Proposed timing: Subject to the passage of legislation, the proposed changes will take effect six months after the passage of the legislation.
New licensing obligations for debt management firms
The government proposes to amend the Credit Regulations to require debt management firms representing consumers in internal and external dispute resolution processes to hold an Australian credit licence and to meet the ongoing obligations imposed on credit licensees eg the requirement to meet the 'fit and proper person' test and to undertake their activities 'efficiently, honestly and fairly'.
This reform will enable consumers involved in a dispute with a debt management firm representative to have access to the Australian Financial Complaints Authority (AFCA) to resolve the dispute.
Proposed timing: The proposed commencement date is 1 April 2021.
[Sources: Treasurer Josh Frydenberg media release 25/09/2020; Consumer credit reform fact sheet]
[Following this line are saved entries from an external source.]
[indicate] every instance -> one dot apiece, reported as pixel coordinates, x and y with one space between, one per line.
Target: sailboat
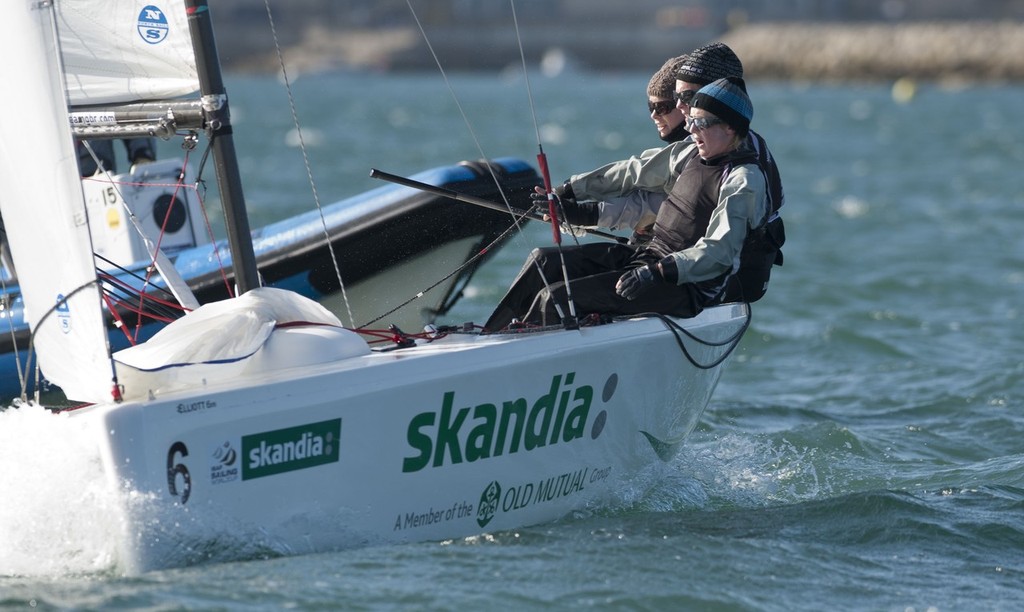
259 424
438 233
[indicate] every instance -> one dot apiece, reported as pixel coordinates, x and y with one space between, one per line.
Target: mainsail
125 50
43 208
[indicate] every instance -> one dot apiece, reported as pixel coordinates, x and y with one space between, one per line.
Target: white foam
58 515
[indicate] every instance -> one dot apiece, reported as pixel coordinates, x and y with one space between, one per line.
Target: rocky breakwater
940 51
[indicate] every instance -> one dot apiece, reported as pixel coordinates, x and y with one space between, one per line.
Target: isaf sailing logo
223 464
153 26
488 504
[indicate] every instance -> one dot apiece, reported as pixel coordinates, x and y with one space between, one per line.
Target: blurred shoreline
975 51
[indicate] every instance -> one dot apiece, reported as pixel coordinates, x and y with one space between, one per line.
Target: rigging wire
305 160
542 160
465 119
476 141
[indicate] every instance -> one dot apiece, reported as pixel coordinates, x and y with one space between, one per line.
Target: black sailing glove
637 280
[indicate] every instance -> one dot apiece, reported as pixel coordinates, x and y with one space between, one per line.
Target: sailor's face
684 93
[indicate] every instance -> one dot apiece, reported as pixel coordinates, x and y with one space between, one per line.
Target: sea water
862 451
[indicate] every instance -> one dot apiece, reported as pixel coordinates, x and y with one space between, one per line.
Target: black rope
678 332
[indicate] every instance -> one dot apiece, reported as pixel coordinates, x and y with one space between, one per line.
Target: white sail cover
43 209
125 50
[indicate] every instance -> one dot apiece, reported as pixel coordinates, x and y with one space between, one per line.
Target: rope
305 160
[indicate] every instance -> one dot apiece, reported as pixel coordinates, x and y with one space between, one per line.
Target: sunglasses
701 123
685 96
663 107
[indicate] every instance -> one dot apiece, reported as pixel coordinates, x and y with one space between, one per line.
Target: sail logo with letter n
64 313
153 25
288 449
- Westpac has issued a statement welcoming the proposed changes. Westpac CEO, Peter King commented that the proposed changes 'strike a good balance' between reducing the regulatory burden on credit providers while ensuring 'rigorous credit processes' remain in place. Mr King also commented that the changes will enable lenders to speed up approval processes.
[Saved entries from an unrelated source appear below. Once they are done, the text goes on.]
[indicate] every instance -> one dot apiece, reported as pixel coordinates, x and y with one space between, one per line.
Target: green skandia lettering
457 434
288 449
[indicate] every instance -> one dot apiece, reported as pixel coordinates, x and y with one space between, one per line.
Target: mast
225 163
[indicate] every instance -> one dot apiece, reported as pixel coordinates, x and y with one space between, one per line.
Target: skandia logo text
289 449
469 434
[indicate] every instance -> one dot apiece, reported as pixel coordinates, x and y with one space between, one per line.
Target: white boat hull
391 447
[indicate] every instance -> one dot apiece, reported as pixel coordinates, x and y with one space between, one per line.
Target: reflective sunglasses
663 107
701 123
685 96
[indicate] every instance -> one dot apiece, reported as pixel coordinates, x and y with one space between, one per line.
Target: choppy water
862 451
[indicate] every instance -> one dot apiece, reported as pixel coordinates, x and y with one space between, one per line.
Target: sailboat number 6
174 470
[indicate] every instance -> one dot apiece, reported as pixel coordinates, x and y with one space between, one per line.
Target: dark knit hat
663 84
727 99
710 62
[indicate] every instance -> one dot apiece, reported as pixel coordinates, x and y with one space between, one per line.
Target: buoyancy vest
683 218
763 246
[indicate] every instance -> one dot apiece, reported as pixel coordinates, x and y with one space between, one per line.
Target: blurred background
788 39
- The Australian Banking Association (ABA) has issued a statement welcoming the changes on the basis that they will remove 'duplication and overlap between regulators while continuing to ensure strong protections for consumers' including further protections for customers accessing small amount credit contracts and consumer leases. Australian Banking Association CEO Anna Bligh said that banks 'look forward to working with the Government to ensure the legislation works for both customers and the broader economy.'
- Consumer groups have raised concerns: Consumer groups CHOICE, the Consumer Action Law Centre, Financial Counselling Australia and the Financial Rights Legal Centre have issued a statement raising concerns about the impact of the proposed changes on consumers, and more particularly the potential for the changes to enable consumers to take on more debt with fewer protections. The 'government's proposed reforms will remove bank responsibility to customers, opening up new opportunities for banks to aggressively sell debt' the statement reads.CEO of Financial Counselling Australia Fiona Guthrie comments, 'As we learnt to our cost during the GFC, weaker lending standards mean people will be loaded up with as much debt as possible. There is significant profit to be made in pushing borrowers to the edge. Removing responsible lending obligations will free banks up to aggressively push credit onto their customers.'
New temporary 'targeted' relief from responsible lending obligations
The National Consumer Credit Protection Amendment (Responsible Lending Obligations) regulations 2020 commenced on 3 October.
The regulations provide six month relief from responsible lending obligations in relation to new credit, credit limit increases, variations and restructure, suggestions to remain in credit contracts and the lease of consumer goods where the consumer applying for credit is a person who operates a small business and the credit/leased goods are in part to be used for business purposes.